The report indicated that pesticides, pests and diseases pose a special threat to managed bees "but the risk can be reduced through better disease detection and management, and regulations relating to trade and movement of bees."
Pollinators need to be protected, the report emphasized. We can help safeguard our pollinators by:
- Maintaining or creating greater diversity of pollinator habitats in agricultural and urban landscapes;
- Supporting traditional practices that manage habitat patchiness, crop rotation, and coproduction between science and indigenous local knowledge;
- Education and exchange of knowledge among farmers, scientists, industry, communities, and the general public;
- Decreasing exposure of pollinators to pesticides by reducing their usage, seeking alternative forms of pest control, and adopting a range of specific application practices, including technologies to reduce pesticide drift; and
- Improving managed bee husbandry for pathogen control, coupled with better regulation of trade and use of commercial pollinators
Additional findings:
- A high diversity of wild pollinators contributes to increased stability in pollination, even when managed bees are present in high numbers.
- Crop yields depend on both wild and managed species.
- The western honey bee is the most widespread managed pollinator in the world, producing an estimated 1.6 million tons of honey annually.
- The number of beehives has increased globally over the past 50 years, but a decrease in hives has occurred in many European and North American countries.
- Climate change has led to changes in the distribution of many pollinating bumblebees and butterflies and the plants that depend upon them
Neal Williams explained to The Washington Post in an email: "Hospitable landscapes are ones where there are suitable nesting habitats for diverse pollinator species, and where consistent forage resources are accessible (within the flight range) of the bees throughout their flight seasons."

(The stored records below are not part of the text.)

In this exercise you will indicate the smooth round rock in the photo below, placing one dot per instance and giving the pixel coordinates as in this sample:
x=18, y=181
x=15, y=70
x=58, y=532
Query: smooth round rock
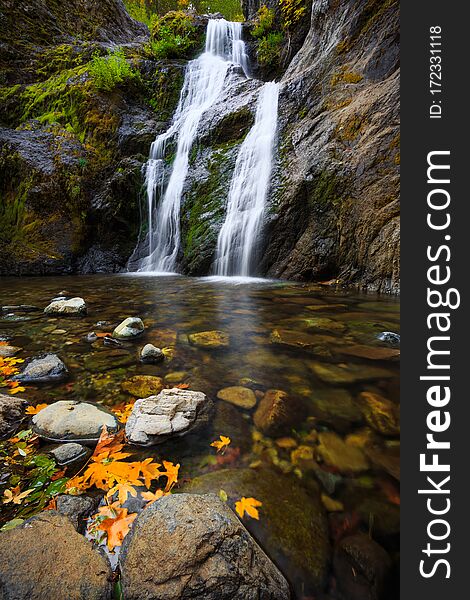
x=72, y=307
x=70, y=420
x=238, y=395
x=130, y=327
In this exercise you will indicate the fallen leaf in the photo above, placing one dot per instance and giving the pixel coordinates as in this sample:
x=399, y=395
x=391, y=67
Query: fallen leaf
x=248, y=506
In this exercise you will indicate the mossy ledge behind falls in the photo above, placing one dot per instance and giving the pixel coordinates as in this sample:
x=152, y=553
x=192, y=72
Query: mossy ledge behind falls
x=72, y=144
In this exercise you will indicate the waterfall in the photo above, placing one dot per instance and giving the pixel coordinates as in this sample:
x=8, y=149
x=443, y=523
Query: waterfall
x=238, y=237
x=203, y=84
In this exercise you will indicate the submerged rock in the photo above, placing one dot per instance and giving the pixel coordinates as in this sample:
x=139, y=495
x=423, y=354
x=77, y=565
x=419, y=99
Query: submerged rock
x=192, y=546
x=173, y=412
x=46, y=558
x=43, y=369
x=73, y=307
x=129, y=328
x=292, y=527
x=151, y=354
x=143, y=386
x=70, y=420
x=238, y=395
x=209, y=339
x=11, y=412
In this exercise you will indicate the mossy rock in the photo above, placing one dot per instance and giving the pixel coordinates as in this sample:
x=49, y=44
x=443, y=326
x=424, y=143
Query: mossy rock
x=292, y=527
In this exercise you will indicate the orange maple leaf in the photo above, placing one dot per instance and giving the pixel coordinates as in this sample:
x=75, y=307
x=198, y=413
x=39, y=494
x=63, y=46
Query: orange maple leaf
x=248, y=506
x=222, y=443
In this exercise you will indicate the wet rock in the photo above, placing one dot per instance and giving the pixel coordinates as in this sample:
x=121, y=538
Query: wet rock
x=11, y=412
x=9, y=351
x=381, y=414
x=70, y=420
x=129, y=328
x=292, y=526
x=72, y=307
x=361, y=567
x=194, y=546
x=43, y=369
x=336, y=453
x=66, y=454
x=46, y=558
x=173, y=412
x=77, y=509
x=143, y=386
x=238, y=395
x=151, y=354
x=276, y=413
x=209, y=339
x=351, y=373
x=388, y=337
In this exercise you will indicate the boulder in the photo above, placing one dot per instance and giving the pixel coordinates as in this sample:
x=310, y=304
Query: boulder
x=11, y=412
x=129, y=328
x=173, y=412
x=238, y=395
x=43, y=369
x=72, y=307
x=151, y=354
x=292, y=527
x=74, y=421
x=193, y=546
x=46, y=558
x=209, y=339
x=143, y=386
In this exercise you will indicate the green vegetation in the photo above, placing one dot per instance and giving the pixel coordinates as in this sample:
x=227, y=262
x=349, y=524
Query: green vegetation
x=107, y=72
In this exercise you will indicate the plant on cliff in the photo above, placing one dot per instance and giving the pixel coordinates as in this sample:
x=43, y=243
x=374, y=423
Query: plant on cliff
x=107, y=72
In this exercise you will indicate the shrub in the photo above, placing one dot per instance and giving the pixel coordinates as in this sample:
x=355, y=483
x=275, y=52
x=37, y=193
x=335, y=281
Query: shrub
x=111, y=70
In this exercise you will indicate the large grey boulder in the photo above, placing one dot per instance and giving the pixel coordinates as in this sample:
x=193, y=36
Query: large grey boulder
x=172, y=412
x=73, y=421
x=193, y=546
x=46, y=558
x=72, y=307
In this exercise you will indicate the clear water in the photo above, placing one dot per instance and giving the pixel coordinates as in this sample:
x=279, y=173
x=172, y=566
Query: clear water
x=248, y=310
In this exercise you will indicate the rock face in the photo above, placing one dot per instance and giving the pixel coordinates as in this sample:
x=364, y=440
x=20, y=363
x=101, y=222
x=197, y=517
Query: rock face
x=191, y=546
x=46, y=558
x=43, y=369
x=173, y=412
x=11, y=412
x=73, y=307
x=69, y=420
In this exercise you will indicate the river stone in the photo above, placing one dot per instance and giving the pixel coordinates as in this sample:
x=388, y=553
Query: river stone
x=70, y=420
x=275, y=414
x=381, y=414
x=209, y=339
x=193, y=546
x=238, y=395
x=9, y=351
x=11, y=412
x=173, y=412
x=361, y=567
x=45, y=558
x=292, y=527
x=74, y=306
x=143, y=386
x=43, y=369
x=351, y=373
x=151, y=354
x=130, y=327
x=336, y=453
x=65, y=454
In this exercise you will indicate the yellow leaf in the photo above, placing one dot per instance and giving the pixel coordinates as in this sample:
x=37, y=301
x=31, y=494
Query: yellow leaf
x=222, y=443
x=248, y=505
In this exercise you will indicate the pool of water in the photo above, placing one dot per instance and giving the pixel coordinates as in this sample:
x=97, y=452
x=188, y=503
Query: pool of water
x=317, y=344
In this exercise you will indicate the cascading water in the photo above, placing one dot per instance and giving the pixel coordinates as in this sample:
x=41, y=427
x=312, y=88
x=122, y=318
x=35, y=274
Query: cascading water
x=203, y=84
x=246, y=203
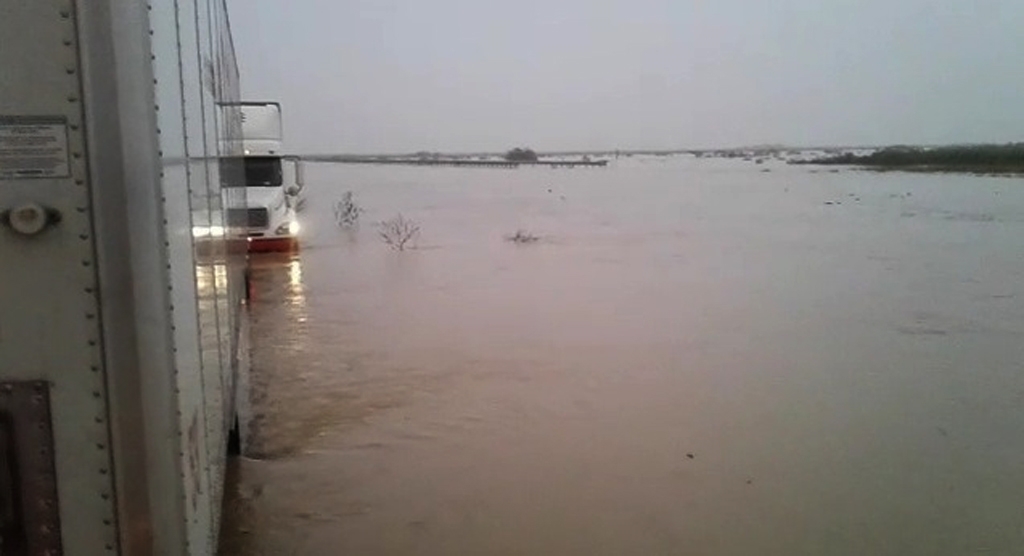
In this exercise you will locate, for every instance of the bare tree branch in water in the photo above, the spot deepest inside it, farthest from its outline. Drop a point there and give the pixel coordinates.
(397, 231)
(522, 237)
(346, 212)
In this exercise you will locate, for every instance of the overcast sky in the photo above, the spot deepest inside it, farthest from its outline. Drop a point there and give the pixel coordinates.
(377, 76)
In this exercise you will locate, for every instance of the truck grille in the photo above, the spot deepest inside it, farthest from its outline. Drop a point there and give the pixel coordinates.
(251, 218)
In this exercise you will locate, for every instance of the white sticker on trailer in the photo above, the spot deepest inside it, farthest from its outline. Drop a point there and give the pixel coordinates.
(33, 146)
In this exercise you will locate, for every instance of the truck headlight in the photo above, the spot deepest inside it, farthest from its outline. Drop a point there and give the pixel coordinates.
(291, 228)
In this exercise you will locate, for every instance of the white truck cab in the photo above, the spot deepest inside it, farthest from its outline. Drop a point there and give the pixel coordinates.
(272, 181)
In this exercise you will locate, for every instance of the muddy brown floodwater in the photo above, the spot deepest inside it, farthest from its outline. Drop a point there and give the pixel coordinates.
(697, 358)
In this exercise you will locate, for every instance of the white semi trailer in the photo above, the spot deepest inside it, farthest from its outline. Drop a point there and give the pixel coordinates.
(123, 339)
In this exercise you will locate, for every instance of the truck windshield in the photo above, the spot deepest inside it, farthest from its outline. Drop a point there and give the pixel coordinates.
(263, 171)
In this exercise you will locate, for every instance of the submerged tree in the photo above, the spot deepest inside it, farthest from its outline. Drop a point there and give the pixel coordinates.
(346, 212)
(397, 231)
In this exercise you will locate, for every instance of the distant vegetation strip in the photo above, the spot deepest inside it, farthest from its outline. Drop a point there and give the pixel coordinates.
(1000, 159)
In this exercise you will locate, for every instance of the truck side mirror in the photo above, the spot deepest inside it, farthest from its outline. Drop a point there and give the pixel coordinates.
(300, 173)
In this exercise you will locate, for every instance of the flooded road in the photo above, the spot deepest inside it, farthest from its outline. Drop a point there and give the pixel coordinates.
(697, 357)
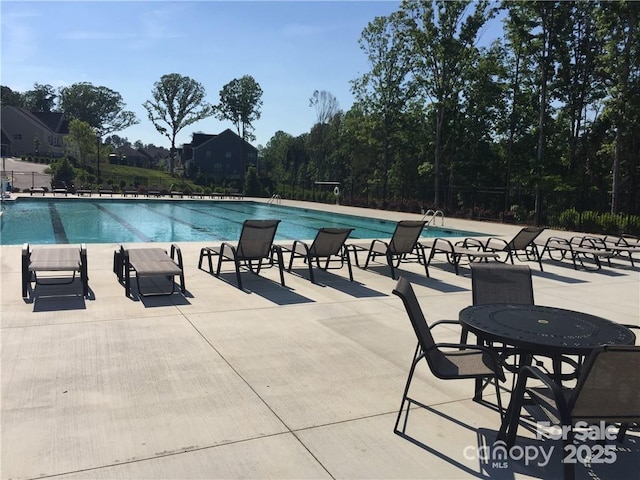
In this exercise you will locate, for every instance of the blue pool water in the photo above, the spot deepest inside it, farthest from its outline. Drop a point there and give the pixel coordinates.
(49, 221)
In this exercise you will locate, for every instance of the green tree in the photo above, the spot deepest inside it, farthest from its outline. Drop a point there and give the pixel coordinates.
(618, 23)
(100, 107)
(252, 187)
(240, 102)
(63, 172)
(440, 37)
(41, 99)
(383, 91)
(9, 97)
(178, 101)
(81, 139)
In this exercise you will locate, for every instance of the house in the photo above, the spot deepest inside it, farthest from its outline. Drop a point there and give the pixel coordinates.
(225, 156)
(127, 155)
(33, 133)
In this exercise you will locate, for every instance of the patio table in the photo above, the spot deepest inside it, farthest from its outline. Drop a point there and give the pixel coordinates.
(543, 330)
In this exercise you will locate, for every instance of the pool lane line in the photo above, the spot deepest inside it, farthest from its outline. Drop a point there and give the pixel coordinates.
(59, 232)
(125, 224)
(335, 224)
(161, 215)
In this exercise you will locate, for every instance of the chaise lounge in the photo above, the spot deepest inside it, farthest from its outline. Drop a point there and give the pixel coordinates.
(148, 263)
(254, 247)
(51, 262)
(328, 246)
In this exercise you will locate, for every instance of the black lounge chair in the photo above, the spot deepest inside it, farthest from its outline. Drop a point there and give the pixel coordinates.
(52, 261)
(254, 247)
(148, 263)
(607, 391)
(328, 246)
(521, 246)
(404, 246)
(578, 249)
(455, 251)
(447, 361)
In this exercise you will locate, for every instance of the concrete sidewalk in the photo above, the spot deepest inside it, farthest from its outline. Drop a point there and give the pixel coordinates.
(271, 382)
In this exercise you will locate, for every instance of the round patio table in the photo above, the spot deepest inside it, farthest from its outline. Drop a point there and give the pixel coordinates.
(547, 331)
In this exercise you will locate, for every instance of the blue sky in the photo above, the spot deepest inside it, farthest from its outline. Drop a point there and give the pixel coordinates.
(291, 48)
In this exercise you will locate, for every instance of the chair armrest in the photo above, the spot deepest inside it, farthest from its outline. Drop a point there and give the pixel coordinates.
(175, 251)
(472, 242)
(304, 245)
(504, 245)
(448, 322)
(481, 348)
(226, 245)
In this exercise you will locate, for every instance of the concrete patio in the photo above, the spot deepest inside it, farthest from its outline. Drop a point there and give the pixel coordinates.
(271, 382)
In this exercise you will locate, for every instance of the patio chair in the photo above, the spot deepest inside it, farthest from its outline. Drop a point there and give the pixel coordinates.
(521, 245)
(403, 246)
(148, 263)
(455, 251)
(254, 247)
(500, 283)
(328, 246)
(51, 262)
(447, 361)
(608, 391)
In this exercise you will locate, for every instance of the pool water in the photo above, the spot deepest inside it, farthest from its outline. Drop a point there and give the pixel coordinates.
(63, 221)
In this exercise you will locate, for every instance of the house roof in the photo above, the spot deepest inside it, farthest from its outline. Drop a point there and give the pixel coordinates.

Robbin Thorp told KGO that "through agricultural intensification, we have a lost a lot of habitat for native pollinators." He advocated more nesting habitat for bees. And, he said, "we need to be cautious whenever we apply pesticides" because pesticides are designed to kill insects, and bees are insects.
Honey bees, Thorp said, are just one species of about 20,000 bees in the world. "Most native bees are solitary bees that nest in the ground. They don't have a queen, they don't make honey, but they are very important in our environment."
Protecting our pollinators is crucial. They are, as IPBES, said, "economically, socially and culturally important."